新聞「農民」
「農民」記事データベース20180702-1317-04

持続的な地域社会めざし、
必要な行動を起こそう

農業と食の未来を考える

長澤真史
東京農業大学名誉教授


三重県農民連
松阪市で農政講演会を開催

 三重県農民連は6月17日、松阪市のJA松阪本店会議場に長澤真史・東京農業大学名誉教授を講師に招き、「農業と食の未来を考える」講演会を開催しました。

 この日は好天に恵まれ、翌日から本格的梅雨入り予報の中、小麦の刈り取りや飼料米の植え付け作業などを午前中で切り上げての参加者など、会場をほぼ埋める80人が集いました。

 長澤教授は、TPPをめぐる日米関係の動向を整理・解説したうえで、農業を巡る国際環境の変貌と日本農政の転換の必要性を強調。
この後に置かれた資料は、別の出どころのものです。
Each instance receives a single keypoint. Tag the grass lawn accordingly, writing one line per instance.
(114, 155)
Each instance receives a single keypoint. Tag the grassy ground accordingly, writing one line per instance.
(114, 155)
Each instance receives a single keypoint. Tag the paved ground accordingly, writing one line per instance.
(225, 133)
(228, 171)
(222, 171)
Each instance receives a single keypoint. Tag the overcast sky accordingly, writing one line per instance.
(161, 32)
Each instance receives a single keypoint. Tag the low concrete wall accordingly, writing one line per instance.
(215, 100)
「農業所得減少の責任は農協にある」として農協法の改悪を強行し、農協解体を強引にすすめる安倍官邸農政を批判しました。

 また、官邸・規制改革推進会議の「所得の増大」を掲げる狙いを解説。農協と民間営利企業との対等な条件づくりを一気に進め、(1)代理店化への道(2)さらなる広域合併を進める――などの事態を解明しました。
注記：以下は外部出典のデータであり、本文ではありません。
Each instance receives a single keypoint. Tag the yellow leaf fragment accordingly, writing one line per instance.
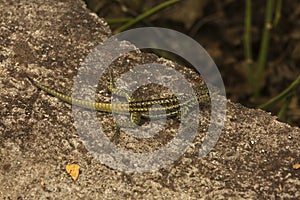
(73, 170)
(296, 166)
 さらに、農協攻撃の狙いと背景を詳しく解説。最後に、日本の農業と地域社会の現状をとらえ、持続的な地域社会の整備に向けて、(1)農業の再生産を保障する「価格保障政策」を重要視する(2)国民に安心・安全な農畜産物を安定供給し、農業・農村の多面的機能を確保する(3)人口減少・少子化・高齢化の地域を巡る厳しい状況をとらえ、集落、自治会、農協組織などと「相互扶助」の精神でつながりあい、必要な行動を起こすこと――などを提起しました。

 参加者からは「高齢でリタイアし、後継者がなくどう対応するか」「農業と同様に零細商業も大型店進出で、閉店せざるをえなくなっている」など、質問や発言が続出しました。